-
Notifications
You must be signed in to change notification settings - Fork 26
Transition Guide from 0.3.x to 0.4.0
Author: Justus Schock (@justusschock)
Delira 0.4.0 offers a couple of new features, which are essential for future developments. The core of all changes is the unified training and prediction API.
For this we completely rewrote a unified trainer and introduced a Predictor
class. Unfortunately, these changes are breaking the backward compatibility by quite a bit. Let's first see, how we trained and defined a model in delira 0.3.2 :
Let's assume, we just want to train a very simple network consisting of 3 fully connected layers in PyTorch.
Our model definition would probably look something like this:
from delira.models import AbstractPyTorchNetwork
import torch
import logging
class SimpleNet(AbstractPyTorchNetwork):
def __init__(self, num_inputs=32, num_outputs=10, num_hidden=64):
super().__init__()
# build our actual network, just use some linear layers and relus here
self.fc1 = torch.nn.Linear(num_inputs, num_hidden)
self.fc2 = torch.nn.Linear(num_hidden, num_hidden)
self.fc3 = torch.nn.Linear(num_hidden, num_outputs)
self.relu = torch.nn.ReLU()
def forward(self, x):
# pass our tensor x through all the layers
return self.fc3(self.relu(self.fc2(self.relu(self.fc1(x)))))
@staticmethod
def closure(model, data_dict, optimizers, criterions=None, metrics=None, fold=0, **kwargs):
# initialize variables
if criterions is None:
criterions = {}
if metrics is None:
metrics = {}
assert (optimizers and criterions) or not optimizers, \
"Criterion dict cannot be emtpy, if optimizers are passed"
loss_vals = {}
metric_vals = {}
total_loss = 0
# choose suitable context manager
if optimizers:
context_man = torch.enable_grad
else:
context_man = torch.no_grad
with context_man():
# obtain predictions from network
inputs = data_dict.pop("data")
preds = model(inputs)
# calculate losses
if data_dict:
for key, crit_fn in criterions.items():
_loss_val = crit_fn(preds, *data_dict.values())
loss_vals[key] = _loss_val.item()
total_loss += _loss_val
# calculate metrics
with torch.no_grad():
for key, metric_fn in metrics.items():
metric_vals[key] = metric_fn(preds, *data_dict.values()).item()
# backpropagation
if optimizers:
optimizers["default"].zero_grad()
total_loss.backward()
optimizers["default"].step()
# log values
for key, val in {**metric_vals, **loss_vals}.items():
logging.info({"scalar", {"name": key, "value": val}})

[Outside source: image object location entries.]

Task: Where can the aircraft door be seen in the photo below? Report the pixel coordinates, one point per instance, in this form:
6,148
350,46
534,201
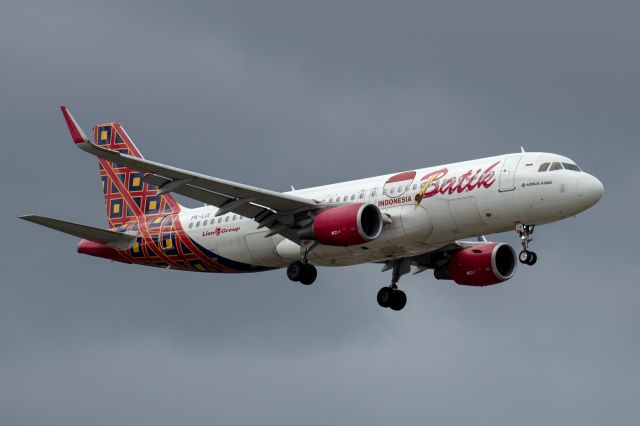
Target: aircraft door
372,195
508,173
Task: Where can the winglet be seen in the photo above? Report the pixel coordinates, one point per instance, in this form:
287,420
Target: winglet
77,134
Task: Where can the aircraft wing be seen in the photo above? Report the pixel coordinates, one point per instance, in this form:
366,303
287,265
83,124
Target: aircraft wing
81,231
271,209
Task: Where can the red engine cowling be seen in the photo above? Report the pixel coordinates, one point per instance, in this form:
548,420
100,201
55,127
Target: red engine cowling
481,265
347,225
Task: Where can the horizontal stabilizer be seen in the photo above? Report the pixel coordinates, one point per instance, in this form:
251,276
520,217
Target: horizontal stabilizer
81,231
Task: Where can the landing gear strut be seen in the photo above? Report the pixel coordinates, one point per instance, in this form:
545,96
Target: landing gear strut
301,270
305,273
391,296
524,232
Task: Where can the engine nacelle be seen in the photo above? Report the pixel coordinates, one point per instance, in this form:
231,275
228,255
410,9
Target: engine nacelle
481,265
347,225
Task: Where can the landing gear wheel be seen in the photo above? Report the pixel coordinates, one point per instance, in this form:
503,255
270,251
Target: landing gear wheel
295,270
309,274
533,258
528,257
385,297
398,300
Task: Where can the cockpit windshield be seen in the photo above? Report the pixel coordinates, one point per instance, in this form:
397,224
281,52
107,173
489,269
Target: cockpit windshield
556,165
570,166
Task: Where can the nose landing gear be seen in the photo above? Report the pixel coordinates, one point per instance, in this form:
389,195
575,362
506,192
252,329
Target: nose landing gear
524,232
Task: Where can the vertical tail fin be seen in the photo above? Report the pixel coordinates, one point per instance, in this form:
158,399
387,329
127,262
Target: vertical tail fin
127,197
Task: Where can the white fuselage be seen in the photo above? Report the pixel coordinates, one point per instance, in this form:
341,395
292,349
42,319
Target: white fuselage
461,200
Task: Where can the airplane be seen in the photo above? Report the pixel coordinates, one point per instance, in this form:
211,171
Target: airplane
433,218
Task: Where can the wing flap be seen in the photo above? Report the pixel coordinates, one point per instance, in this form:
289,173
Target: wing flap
81,231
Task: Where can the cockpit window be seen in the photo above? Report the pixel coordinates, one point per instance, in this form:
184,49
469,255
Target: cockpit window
555,166
570,166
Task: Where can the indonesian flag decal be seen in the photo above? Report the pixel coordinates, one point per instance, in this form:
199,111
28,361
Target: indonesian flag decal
398,184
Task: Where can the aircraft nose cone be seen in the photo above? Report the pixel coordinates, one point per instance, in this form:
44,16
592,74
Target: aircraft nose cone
590,190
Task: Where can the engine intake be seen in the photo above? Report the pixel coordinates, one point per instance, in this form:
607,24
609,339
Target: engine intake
347,225
481,265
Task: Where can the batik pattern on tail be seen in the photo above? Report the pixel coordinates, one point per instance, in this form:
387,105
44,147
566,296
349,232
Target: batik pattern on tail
128,199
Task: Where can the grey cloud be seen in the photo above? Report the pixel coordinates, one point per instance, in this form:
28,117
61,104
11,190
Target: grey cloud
305,93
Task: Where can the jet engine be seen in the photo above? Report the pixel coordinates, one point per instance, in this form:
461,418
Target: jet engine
347,225
481,265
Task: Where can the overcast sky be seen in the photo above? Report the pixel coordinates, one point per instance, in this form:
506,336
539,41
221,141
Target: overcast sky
274,93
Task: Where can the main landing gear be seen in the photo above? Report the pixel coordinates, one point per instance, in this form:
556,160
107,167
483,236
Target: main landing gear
392,297
301,270
524,232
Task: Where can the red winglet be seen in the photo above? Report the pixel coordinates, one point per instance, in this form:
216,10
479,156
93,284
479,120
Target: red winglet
77,134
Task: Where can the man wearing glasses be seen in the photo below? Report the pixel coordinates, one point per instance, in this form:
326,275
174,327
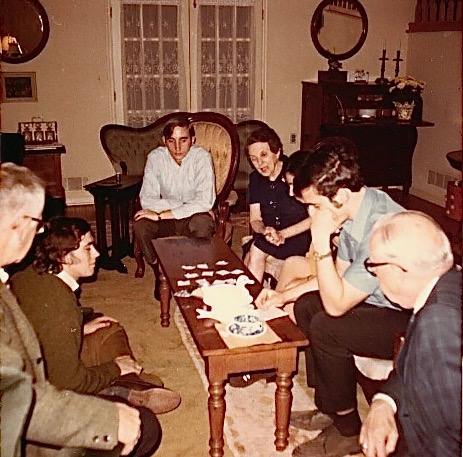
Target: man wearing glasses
342,310
35,417
412,259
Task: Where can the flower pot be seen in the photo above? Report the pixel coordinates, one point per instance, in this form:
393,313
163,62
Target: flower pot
404,110
408,96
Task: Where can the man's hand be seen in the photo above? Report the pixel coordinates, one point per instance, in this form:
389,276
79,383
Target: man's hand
324,223
273,236
96,324
379,433
146,214
127,365
129,430
269,298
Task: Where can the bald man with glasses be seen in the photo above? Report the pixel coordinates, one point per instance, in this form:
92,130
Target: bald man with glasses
411,257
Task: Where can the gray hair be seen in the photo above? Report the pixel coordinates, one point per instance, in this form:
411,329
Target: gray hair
429,247
20,189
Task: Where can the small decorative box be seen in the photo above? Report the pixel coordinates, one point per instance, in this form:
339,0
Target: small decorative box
38,131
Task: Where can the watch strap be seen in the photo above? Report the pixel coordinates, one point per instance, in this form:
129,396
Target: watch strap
317,256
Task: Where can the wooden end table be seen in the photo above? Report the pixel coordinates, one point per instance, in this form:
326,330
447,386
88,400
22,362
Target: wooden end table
220,361
119,198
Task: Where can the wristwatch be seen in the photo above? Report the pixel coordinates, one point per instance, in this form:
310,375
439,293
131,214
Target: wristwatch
317,256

return metric_vals, loss_vals, [preds.detach()]
@staticmethod
def prepare_batch(batch: dict, input_device, output_device):
return_dict = {"data": torch.from_numpy(batch.pop("data")).to(input_device).to(torch.float)
for key, val in batch.items():
return_dict[key] = torch.from_numpy(val).to(output_device).to(torch.float)
return return_dict
For simplicity, we did not log predictions, did not enable mixed precision via APEX and left out all the docstrings. We also implemented the prepare_batch
method in a way, that we can use a simple L1-Error
for training.
To train a model, we also need a dataset, which will provide the actual data. For this example we use an artificial dataset, which creates random arrays as input and output:
from delira.data_loading import AbstractDataset
import numpy as np
class RandomDataset(AbstractDataset):
def __init__(self, length, num_inputs, num_outputs):
super().__init__(None, None)
# set attributes for length, number of inputs and number of outputs
self._length = length
self._num_inputs = num_inputs
self._num_outputs = num_outputs
def __getitem__(self, index):
# sample random data
input_data = np.random.rand(self._num_inputs)
output_data = np.random.rand(self._num_outputs)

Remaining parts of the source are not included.